Semantic ablation: Why AI writing is boring and dangerous

Powderhorn@beehaw.org · 2 months ago

Semantic ablation: Why AI writing is boring and dangerous

Lvxferre [he/him]@mander.xyz · edit-2 2 months ago

I believe that good communication has four attributes.

It’s approachable: it demands from the reader (or hearer, or viewer) the least amount of reasoning and previous knowledge, in order to receive the message.
It’s succinct: it demands from the reader the least amount of time.
It’s accurate: it neither states nor implies (for a reasonable = non-assumptive receiver) anything false.
It’s complete: it provides all relevant information concerning what’s being communicated.

However no communication is perfect and those four attributes are in odds with each other: if you try to optimise your message for one or more of them, the others are bound to suffer.
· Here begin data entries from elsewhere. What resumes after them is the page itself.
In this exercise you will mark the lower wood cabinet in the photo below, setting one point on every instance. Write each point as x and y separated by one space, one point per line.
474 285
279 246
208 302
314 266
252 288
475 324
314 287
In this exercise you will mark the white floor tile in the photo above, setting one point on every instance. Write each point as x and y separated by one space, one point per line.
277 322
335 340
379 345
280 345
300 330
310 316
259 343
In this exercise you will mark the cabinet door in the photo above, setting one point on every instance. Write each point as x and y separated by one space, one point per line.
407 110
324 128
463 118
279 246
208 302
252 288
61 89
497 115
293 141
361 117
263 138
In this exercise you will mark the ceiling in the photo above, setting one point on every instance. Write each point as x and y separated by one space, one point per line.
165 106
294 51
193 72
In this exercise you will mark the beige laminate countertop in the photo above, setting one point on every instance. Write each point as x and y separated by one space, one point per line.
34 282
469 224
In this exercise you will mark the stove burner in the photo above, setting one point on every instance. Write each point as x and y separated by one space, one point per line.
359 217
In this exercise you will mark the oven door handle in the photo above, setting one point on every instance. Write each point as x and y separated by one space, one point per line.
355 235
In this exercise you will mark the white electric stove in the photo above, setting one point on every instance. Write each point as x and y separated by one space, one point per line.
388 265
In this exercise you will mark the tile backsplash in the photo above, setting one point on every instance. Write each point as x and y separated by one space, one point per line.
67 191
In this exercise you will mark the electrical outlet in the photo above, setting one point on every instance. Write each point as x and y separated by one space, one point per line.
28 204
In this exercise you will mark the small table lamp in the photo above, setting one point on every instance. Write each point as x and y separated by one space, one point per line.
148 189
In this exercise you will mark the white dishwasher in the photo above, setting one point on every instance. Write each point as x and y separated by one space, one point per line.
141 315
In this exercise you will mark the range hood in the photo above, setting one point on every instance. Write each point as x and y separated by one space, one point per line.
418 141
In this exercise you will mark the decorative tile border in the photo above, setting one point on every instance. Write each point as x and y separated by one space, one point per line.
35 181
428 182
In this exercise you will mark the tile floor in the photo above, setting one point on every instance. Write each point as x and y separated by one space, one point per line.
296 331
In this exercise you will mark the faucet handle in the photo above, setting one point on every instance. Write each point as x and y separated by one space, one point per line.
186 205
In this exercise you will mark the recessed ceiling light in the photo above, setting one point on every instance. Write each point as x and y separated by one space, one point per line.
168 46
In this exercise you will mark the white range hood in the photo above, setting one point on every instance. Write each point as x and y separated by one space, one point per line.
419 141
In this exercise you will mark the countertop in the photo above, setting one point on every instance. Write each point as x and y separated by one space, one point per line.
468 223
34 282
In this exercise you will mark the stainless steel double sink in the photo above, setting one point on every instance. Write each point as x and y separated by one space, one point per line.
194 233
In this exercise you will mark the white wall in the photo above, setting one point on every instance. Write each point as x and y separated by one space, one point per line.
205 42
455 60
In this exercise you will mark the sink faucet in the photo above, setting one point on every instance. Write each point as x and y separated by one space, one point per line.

Why this matters here: it shows the problem of ablation is unsolvable. Even if generative models were perfectly competent at rephrasing text (they aren’t), simply by asking them to make the text more approachable, you’re bound to lose info or accuracy. Specially in the current internet, where you got a bunch of skibidi readers who’ll screech “WAAAAH!!! TL;DR!!!” at anything with more than two sentences.

I’d also argue “semantic ablation” is actually way, way better as a concept than “hallucination”. The later is not quite “additive error”; it’s a misleading metaphor for output that is generated by the model the same way as the rest, but it happens to be incorrect when interpreted by human beings.

Powderhorn@beehaw.org · 2 months ago

As a former linguistics major, I find this to be horseshit.

Really, we optimize for the least possible amount of communication necessary. With a spouse, you don’t ask full questions. Early on, you might have to shoot a look, but later on? This is now ingrained. They’re offering the solution before you express the problem.

Lvxferre [he/him]@mander.xyz · 2 months ago

To be clear, by “communication” I’m talking about the information conveyed by a certain utterance, while you’re likely referring to the utterance itself.

Once you take that into account, your example is optimising for #2 at the expense of #1 — yes, you can get away conveying info in more succinct ways, but at the expense of requiring a shared context; that shared context is also info the receiver knows beforehand. It works fine in this case because spouses accumulate that shared context across the years (so it’s a good trade-off), but if you replace the spouse with some random person it becomes a “how the fuck am I supposed to know what you mean?” matter.

Powderhorn@beehaw.org · 2 months ago

Sure. That’s a specific use case and not likely a useful one.

When we start getting into utterances, though, we’re firmly in linguistics. Unless you’ve been passing bad checks.

Lvxferre [he/him]@mander.xyz · 2 months ago

Yeah, got to borrow some word from discourse analysis :-P

It fits well what I wanted to say, and it makes the comment itself another example of the phenomenon: that usage of “utterance” as jargon makes the text shorter and more precise but makes it harder to approach = optimises for #2 and #3 at the expense of #1. (I had room to do it in this case because you mentioned your Linguistics major.)

Although the word is from DA I believe this to be related to Pragmatics; my four points are basically a different “mapping” of the Gricean maxims (#1 falls into the maxim of manner, #2 of manner and relation, #3 of quality, #4 of quantity) to highlight trade-offs.

Powderhorn@beehaw.org · 2 months ago

I never got a degree! I got roped into the college paper, and from there, well, I didn’t really care about my studies. Why worry about semantics and semiotics when you can tell 18,000 people what to think?

(yeah, I meandered into news after cutting my teeth in opinion)